Título: Locus solus
Autor: Raymond Roussel
Sinopse: Locus Solus, publicado em 1914, é considerado o principal livro de Raymond Roussel (1877-1933), autor que fascinou os surrealistas, os nouveaux romanciers e pensadores como Michel Foucault e Gilles Deleuze e que, segundo César Aira, através de seu procedimento, deixou, pela primeira (e única?) vez, a literatura nua. A tradução contou com o apoio do Centre National du Livre, que concedeu ao tradutor uma bolsa e uma estadia de três meses no Collège International des Traducteurs Littéraires. A edição conta também com uma apresentação do tradutor, um prefácio de Raúl Antelo e um posfácio do crítico francês Pierre Bazantay, um dos maiores estudiosos da obra de Roussel, co-autor do Pequeno dicionário de Locus Solus. O projeto gráfico, concebido e executado por Marina Moros, se inspira na “cibernética aplicada à literatura” de Roussel (como aponta Enrique Vila-Matas), utilizando imagens de invenções patenteadas em 1914, o desenho da famosa demoiselle hie feito por Jean Ferry a partir do texto de Roussel e o estudo de Leonardo da Vinci sobre a impossibilidade do moto perpétuo.
Contexto da obra
Quando a classificação é mais ampla, o contexto do livro costuma depender ainda mais de autoria, tema e edição. “Locus solus”, de Raymond Roussel, publicado pela editora Cultura e Barbárie, em 2013 e com 344 páginas, integra a categoria Livros Variados. Por isso, autoria, edição e tema acabam tendo ainda mais peso na forma de apresentar o livro.
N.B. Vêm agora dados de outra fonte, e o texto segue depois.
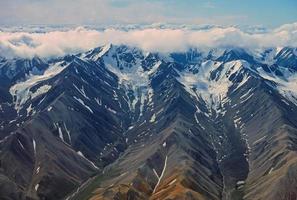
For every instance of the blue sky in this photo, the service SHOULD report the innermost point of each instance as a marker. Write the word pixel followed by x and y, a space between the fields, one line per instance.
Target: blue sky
pixel 269 13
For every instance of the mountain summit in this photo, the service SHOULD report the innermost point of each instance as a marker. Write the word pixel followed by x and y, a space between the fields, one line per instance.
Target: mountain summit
pixel 119 123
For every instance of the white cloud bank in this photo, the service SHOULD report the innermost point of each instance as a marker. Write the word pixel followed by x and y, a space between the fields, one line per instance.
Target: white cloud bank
pixel 59 43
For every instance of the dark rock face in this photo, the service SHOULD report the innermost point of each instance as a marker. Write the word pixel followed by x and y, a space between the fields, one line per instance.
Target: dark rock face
pixel 117 123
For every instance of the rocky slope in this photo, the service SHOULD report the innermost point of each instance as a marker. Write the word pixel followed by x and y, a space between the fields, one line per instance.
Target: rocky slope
pixel 119 123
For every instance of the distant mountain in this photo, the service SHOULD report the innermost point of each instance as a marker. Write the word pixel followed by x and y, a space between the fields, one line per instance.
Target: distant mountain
pixel 120 123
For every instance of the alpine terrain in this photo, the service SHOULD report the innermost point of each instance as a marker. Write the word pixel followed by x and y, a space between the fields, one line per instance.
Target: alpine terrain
pixel 120 123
Editora: Cultura e Barbárie
Páginas: 344
Ano: 2013
Edição:
Linguagem: português
ISBN:
ISBN13: 9788563003164
Sobre a editora
Os livros da editora Cultura e Barbárie costumam oferecer uma experiência de leitura que desafia o leitor a navegar entre filosofia, sociologia e literatura com densidade conceitual. As obras frequentemente exploram temas complexos como a relação entre animalidade e humanidade, a crítica das tradições políticas e culturais, e reflexões profundas sobre linguagem, loucura e história. O tom varia entre o rigor acadêmico e a prosa fragmentária, com textos que ora se aproximam da fábula ou do thriller conceitual, ora da análise crítica detalhada. O catálogo sugere um público interessado em pensar a cultura a partir de perspectivas filosóficas e históricas, em narrativas que não se prendem a linearidades fáceis, mas que convidam à reflexão e ao debate.